Abstract

The writer studied 13 fossil assemblages from the Pleistocene Millerton Formation of Tomales Bay, California, to evaluate criteria involved in paleoecological analysis. He lists a fauna of 46 extant and 1 extinct species, including 18 not previously reported from the Millerton Formation. A modern fauna of the same species composition would be expected farther south.

The writer used the modern environmental distributions of the species to infer the sources of the 13 fossil assemblages. Most of the Millerton fossil assemblages contain specimens exotic with respect to the majority of species, to the site of deposition, or both. Four assemblages are composed entirely of organisms that appear to have been transported to the site of deposition.
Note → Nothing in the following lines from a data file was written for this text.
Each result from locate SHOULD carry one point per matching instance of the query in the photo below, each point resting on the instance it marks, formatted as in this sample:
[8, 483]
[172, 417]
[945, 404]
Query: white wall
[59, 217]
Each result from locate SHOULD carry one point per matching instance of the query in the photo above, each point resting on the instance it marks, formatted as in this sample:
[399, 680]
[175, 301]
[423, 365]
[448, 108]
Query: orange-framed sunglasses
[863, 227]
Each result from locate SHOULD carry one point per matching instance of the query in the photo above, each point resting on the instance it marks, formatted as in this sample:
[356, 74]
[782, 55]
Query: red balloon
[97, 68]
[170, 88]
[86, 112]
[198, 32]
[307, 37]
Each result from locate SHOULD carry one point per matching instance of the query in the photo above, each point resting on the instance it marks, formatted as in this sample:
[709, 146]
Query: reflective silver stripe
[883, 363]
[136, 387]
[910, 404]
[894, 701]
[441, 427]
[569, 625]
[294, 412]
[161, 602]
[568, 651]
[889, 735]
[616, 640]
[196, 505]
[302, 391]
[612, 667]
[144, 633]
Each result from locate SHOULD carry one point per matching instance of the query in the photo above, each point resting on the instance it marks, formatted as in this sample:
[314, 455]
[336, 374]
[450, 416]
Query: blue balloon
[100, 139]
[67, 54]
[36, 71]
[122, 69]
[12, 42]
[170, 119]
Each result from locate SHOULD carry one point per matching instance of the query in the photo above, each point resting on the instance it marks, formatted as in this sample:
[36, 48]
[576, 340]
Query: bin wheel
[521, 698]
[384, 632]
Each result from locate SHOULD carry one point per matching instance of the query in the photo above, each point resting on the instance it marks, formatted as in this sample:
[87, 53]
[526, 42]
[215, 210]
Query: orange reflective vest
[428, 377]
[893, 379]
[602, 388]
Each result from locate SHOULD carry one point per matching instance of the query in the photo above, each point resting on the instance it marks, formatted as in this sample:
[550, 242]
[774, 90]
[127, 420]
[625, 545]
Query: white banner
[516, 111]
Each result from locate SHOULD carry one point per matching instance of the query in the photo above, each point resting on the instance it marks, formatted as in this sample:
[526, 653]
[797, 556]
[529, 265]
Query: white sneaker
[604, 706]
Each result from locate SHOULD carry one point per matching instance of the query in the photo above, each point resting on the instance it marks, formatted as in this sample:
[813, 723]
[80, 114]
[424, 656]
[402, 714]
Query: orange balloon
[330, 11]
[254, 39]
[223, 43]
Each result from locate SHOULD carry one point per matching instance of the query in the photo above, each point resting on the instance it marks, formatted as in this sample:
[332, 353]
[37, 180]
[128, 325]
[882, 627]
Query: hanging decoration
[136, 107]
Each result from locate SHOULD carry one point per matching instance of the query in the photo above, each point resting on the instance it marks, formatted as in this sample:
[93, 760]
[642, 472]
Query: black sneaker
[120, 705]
Nine of the fossil assemblages include remains of organisms from two or more environments. Such hybrid accumulations were not derived solely from habitats adjacent to the site of deposition.

The writer concludes that assemblages that were largely transported to the site of deposition can be recognized by their physical aspects without recourse to the bulk of the ecological data. The sources of foreign elements cannot be identified, however, on paleontological evidence alone. Ecological evaluation of a fossil assemblage is necessary, therefore, to reconstruct the mode of formation. The study of recurrent combinations of species in assemblages that underwent minimal disturbance should provide the basis for such an evaluation in ancient sediments.